We walked in and I realized that this was "man stuff" as I looked around in wonder and amazement. My father asked the man if he had a stevens crackshot.
I honestly do not remember the reply as I was in awe of the goodies before me. Well a few weeks later I was killing the hell out of the local tree rats
I still remember the smell of gun oil and the fact that my father was now ushering me into manhood.
Link Posted: 10/27/2010 4:19:52 PM EDT
The first one I remember was in a small town in TX. It was a small little shop, but my mom took me there to look around. We looked at a couple of rifles they had, this was before the ban, so there were a couple of AR's and AK's, and I remember wanting to get an AR because it was what our military used, and I didn't like the AK at all.
Link Posted: 10/27/2010 4:21:24 PM EDT
The smell of cosmoline and mildewy surplus shit. Good stuff from the Nam' era, too.



The smell used to stick to you for hours.
Link Posted: 10/27/2010 4:23:15 PM EDT
Originally Posted By N1Rampage:
The smell of cosmoline and mildewy surplus shit. Good stuff from the Nam' era, too.

The smell used to stick to you for hours.


I fuckin love that smell.
Link Posted: 10/27/2010 4:23:32 PM EDT
Originally Posted By damcv62:
The first one I remember was in a small town in TX. It was a small little shop, but my mom took me there to look around. We looked at a couple of rifles they had, this was before the ban, so there were a couple of AR's and AK's, and I remember wanting to get an AR because it was what our military used, and I didn't like the AK at all.

Well there were no AK's the first time I went 1974 but had I known what I know now I would have told the old man I wanted an M-16

Link Posted: 10/27/2010 4:23:36 PM EDT
I walked in, I was 18 or 19 and was looking to buy a shotgun.  Now I was a little shy so maybe I looked like a shoplifter and the guy behind the counter with a giant "Dirty Harry" gun on his side says to me...."Hey boy, it is easier to get in here than to get out."

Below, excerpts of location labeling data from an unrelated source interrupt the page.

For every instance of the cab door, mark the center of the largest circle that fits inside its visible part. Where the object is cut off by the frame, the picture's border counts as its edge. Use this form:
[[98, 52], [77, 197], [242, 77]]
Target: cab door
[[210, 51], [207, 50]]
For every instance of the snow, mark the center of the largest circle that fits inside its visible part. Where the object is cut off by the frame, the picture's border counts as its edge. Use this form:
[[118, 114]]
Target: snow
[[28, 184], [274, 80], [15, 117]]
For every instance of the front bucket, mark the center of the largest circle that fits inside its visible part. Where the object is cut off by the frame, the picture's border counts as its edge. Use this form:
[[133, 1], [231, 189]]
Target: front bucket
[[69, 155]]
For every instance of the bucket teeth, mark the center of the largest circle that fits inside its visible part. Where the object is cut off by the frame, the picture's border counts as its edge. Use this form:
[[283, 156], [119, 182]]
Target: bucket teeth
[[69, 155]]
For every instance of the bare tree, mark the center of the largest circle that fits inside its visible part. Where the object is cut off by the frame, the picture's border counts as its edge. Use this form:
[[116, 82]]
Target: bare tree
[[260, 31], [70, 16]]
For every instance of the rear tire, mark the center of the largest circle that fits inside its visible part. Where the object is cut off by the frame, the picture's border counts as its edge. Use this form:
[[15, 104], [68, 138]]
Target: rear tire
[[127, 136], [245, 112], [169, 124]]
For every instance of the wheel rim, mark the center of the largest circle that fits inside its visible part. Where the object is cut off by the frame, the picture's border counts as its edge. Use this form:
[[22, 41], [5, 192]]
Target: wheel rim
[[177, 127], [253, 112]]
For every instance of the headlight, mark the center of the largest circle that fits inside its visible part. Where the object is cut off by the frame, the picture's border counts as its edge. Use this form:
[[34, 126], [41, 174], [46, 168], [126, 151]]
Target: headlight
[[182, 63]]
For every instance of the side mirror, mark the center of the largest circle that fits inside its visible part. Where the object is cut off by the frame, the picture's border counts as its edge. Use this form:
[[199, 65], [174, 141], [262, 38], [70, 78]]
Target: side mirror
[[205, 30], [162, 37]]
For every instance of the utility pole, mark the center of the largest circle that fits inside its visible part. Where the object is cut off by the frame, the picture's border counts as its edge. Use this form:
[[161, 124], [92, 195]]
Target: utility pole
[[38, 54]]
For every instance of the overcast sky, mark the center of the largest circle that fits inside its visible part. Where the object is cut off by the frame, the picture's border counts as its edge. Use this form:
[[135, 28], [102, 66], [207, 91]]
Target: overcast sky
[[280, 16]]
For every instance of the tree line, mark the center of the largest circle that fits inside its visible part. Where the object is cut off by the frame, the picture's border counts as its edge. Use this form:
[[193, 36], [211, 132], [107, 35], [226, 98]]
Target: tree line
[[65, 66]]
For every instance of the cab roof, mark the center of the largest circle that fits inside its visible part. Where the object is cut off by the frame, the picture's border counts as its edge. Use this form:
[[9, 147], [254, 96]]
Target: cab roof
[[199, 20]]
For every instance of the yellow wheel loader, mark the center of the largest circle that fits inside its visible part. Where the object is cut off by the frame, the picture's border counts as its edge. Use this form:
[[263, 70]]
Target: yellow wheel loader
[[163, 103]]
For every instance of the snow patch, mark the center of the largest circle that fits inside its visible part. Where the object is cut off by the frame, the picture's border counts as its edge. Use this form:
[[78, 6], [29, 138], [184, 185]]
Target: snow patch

I didn't go into another gun store until I was in the Army and about 22.  LOL
Link Posted: 10/27/2010 4:24:39 PM EDT
[Last Edit: 10/27/2010 4:25:17 PM EDT by speedfreak955]
Originally Posted By ligers_r_cool:
I walked in, I was 18 or 19 and was looking to buy a shotgun.  Now I was a little shy so maybe I looked like a shoplifter and the guy behind the counter with a giant "Dirty Harry" gun on his side says to me...."Hey boy, it is easier to get in here than to get out."

I didn't go into another gun store until I was in the Army and about 22.  LOL


Damn
ETA: Nice avatar
Link Posted: 10/27/2010 4:30:06 PM EDT
There were 2 that I could ride my bicycle to.  My Mom would have been mad if she knew I rode to the one that was further but I did not care.  I stood and looked at all the handguns behind glass and all the rifles and shotguns in the racks.  They treated me nice and I listened in on a few conversations.  It was a magical time.
Link Posted: 10/27/2010 4:51:30 PM EDT
For me, it wasn't until I was about 24, looking for a G23 since I heard about the awesome power of the 40 cal.  Pretty unimpressive and routine experience.

What I really remember is taking my daughter two years ago to a gun shop when I was on the hunt for a cz 452.  The gun shop in the next town over typically had all the new CZ's you could ever want and a rolling inventory of used.  Today, I still remember her asking if I liked the used Style model that had nice glass for a real deal and she kept telling me how nice it is.  She kept telling me that she wanted one just like it when she was an adult, which the to her she kept saying was 34 years old.  I remember having the discussion at the store and even until today of what to do if she ever found a gun (don't touch it and go tell mommy or daddy).  I made it mine and even today she asks if it's still my favorite gun.  All I can think is that is sure is.  It's not even the gun, it’s the experience.